Poster Session 12211: Oral PMPA Prodrug: Relationship between clinical pharmacokinetics, safety and anti-HIV activity
This was a phase 1-2 evaluation of the pharmacokinetics and the antiviral effect of the oral form of PMPA (which is also being evaluated as a topical gel for vaginal and possibly rectal use). To make PMPA adequately absorbed it has been formulated as a prodrug, bis-POC PMPA. If ever a drug needed a new name.... The very first data presented earlier this year as a late breaker looked promising. In this study, 3 different doses of bis-POC PMPA given once a day for 8 days were evaluated in a double blind placebo controlled dose escalating fashion. Baseline RNA was about 30,000 copies (log4.5) and CD4's were fairly high. Blood levels increased in a linear fashion with increasing dose. Bioavailability was 40%. There was an association between levels in the blood and viral load drop. For those with the highest blood viral load dropped by 1.0 to 2.1 logs in only days. This is based on very small numbers of patients, but this suggests very good antiviral potency. Toxicity was minimal, but remember it was an 8 day study. This is a drug to watch closely, and hope it does not share the kidney toxicity over the long haul of adefovir.

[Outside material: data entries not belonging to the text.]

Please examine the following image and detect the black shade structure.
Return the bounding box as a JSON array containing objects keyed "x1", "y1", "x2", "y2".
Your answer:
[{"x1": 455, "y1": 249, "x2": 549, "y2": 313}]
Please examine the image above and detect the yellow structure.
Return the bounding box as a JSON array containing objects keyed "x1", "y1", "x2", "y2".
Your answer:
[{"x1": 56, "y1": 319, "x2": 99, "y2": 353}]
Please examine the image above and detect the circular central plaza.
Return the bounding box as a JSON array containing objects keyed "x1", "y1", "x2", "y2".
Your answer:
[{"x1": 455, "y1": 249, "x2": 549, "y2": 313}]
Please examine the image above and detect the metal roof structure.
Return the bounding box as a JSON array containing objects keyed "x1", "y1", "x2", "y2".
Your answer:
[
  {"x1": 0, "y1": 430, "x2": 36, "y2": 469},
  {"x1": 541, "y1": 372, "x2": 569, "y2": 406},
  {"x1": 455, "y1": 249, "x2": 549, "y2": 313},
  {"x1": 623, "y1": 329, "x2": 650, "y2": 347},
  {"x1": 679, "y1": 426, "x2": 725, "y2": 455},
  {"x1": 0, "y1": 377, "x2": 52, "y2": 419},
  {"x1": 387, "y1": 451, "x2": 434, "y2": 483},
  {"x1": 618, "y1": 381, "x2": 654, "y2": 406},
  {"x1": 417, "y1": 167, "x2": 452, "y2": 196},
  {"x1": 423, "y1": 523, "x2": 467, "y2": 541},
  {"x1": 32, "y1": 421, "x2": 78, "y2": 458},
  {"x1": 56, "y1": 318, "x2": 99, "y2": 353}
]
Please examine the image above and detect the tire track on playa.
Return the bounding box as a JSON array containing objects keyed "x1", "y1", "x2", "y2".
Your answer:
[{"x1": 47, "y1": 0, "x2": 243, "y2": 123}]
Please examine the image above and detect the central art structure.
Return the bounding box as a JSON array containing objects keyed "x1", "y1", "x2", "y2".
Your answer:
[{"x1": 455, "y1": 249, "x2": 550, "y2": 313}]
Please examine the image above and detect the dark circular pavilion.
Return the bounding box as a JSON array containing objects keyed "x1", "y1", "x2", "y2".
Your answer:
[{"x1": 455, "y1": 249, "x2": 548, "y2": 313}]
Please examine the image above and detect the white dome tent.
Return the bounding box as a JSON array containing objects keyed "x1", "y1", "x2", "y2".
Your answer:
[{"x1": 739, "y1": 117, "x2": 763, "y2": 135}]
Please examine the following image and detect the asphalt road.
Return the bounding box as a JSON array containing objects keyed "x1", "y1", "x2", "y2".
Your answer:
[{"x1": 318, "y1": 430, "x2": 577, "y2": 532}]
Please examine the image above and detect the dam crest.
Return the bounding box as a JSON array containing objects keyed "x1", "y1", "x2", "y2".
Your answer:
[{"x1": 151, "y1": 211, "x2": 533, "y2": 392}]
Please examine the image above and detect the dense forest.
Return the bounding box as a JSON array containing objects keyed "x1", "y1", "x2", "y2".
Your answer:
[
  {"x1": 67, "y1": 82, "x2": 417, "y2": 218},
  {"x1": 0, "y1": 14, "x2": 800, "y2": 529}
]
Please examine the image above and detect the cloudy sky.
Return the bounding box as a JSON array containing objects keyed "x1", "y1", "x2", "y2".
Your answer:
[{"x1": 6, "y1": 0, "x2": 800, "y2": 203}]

Obviously, even 8 days of monotherapy raises some concerns about resistance and ethics. Given the relatively healthy patients, the long time it takes to develop PMPA resistance in lab experiments and the short duration, the risk was relatively low, and it is crucial to get some data on efficacy early on. This would have been a tough call for the volunteers, and I assume they were well informed.
Session 557/41174: Anti-HIV activity, biochemistry, and pharmacokinetics of b-D-2O,3O-didehydro-2O,3O-dideoxy-5-fluorocytidine (D-D4FC)
This is an interesting new nucleoside analogue, being developed by Ray Schinazi of Emory University and Jean Pierre Sommadosi of UAB, two investigators well known for developing nucleosides for HIV and particularly for Hepatitis B. It is the D enantiomer (or one side of the mirror image -- 3TC is another example where only one enantiomer is the active safe drug. In vitro (literally "in glass" -- meaning test tube experiments), it is very potent at low concentrations and does not show toxicity for human cells. It does not appear cross resistant with other nukes. In a mouse model of HIV (the SCID-HU mouse which has human cells infected with HIV transplanted to make a chimera) it is very effective at reducing viral load. It is a cytosine analogue like 3TC and is active in resting cells. It appears that it will be synergistic with d4T and AZT. This one is very early on, but shows that we probably will have more useful nukes over time.